例規の中のクリスマス

 仕事帰りに、今日は給料日だからと、ちょっと寄り道して生ビールをゴクゴクぷはぁーッ♪

な〜んてやっている「毎月25日は給料日弁慶」のお父さんたちも、12月25日だけは寄り道せずに真っ直ぐ帰宅なさっていることだろう。


 12月25日は、イエス・キリストの誕生を祝う日だが、実はこの日は、イエス・キリストの誕生日ではない。新約聖書には、イエス・キリストの誕生日が明記されておらず、誕生日が不明だからだ。
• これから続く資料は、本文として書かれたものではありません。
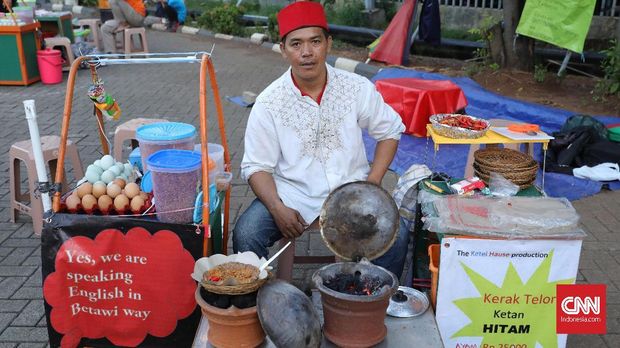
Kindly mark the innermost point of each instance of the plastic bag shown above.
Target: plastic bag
(502, 187)
(602, 172)
(510, 217)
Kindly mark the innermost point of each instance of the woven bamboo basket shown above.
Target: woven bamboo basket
(517, 176)
(508, 173)
(521, 183)
(502, 157)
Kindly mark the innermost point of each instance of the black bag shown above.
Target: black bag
(599, 152)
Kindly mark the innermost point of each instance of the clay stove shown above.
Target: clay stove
(358, 220)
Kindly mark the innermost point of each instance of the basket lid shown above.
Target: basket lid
(358, 220)
(165, 131)
(174, 161)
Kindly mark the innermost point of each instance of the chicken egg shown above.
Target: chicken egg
(73, 201)
(121, 202)
(105, 203)
(132, 189)
(113, 190)
(88, 202)
(99, 189)
(85, 189)
(120, 182)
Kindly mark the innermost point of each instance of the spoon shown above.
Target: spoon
(264, 265)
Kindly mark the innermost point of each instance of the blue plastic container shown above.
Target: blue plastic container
(164, 135)
(175, 175)
(135, 159)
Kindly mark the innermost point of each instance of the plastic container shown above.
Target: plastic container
(222, 180)
(175, 175)
(50, 66)
(433, 266)
(216, 152)
(25, 13)
(614, 134)
(135, 159)
(164, 135)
言い換えれば、初期キリスト教がというよりも、当時の人々が、誕生日を重要視していなかった証左だ。

 古代ローマ時代の宗教の一つであるミトラ教では、12月25日に太陽神ミトラを祝う冬至の祭りが行われていたそうで、キリスト教が国教化される過程でこの祭りを取り込んでクリスマスとしたのだろうと言われている。


 クリスマス(Christmas)は、キリスト(Christクライスト)のミサ(massマス)に由来する英語だ。「X'mas」や「X'Mas」の「X」は、Christを表すギリシア語 Χριστος(クリストス)の頭文字だ。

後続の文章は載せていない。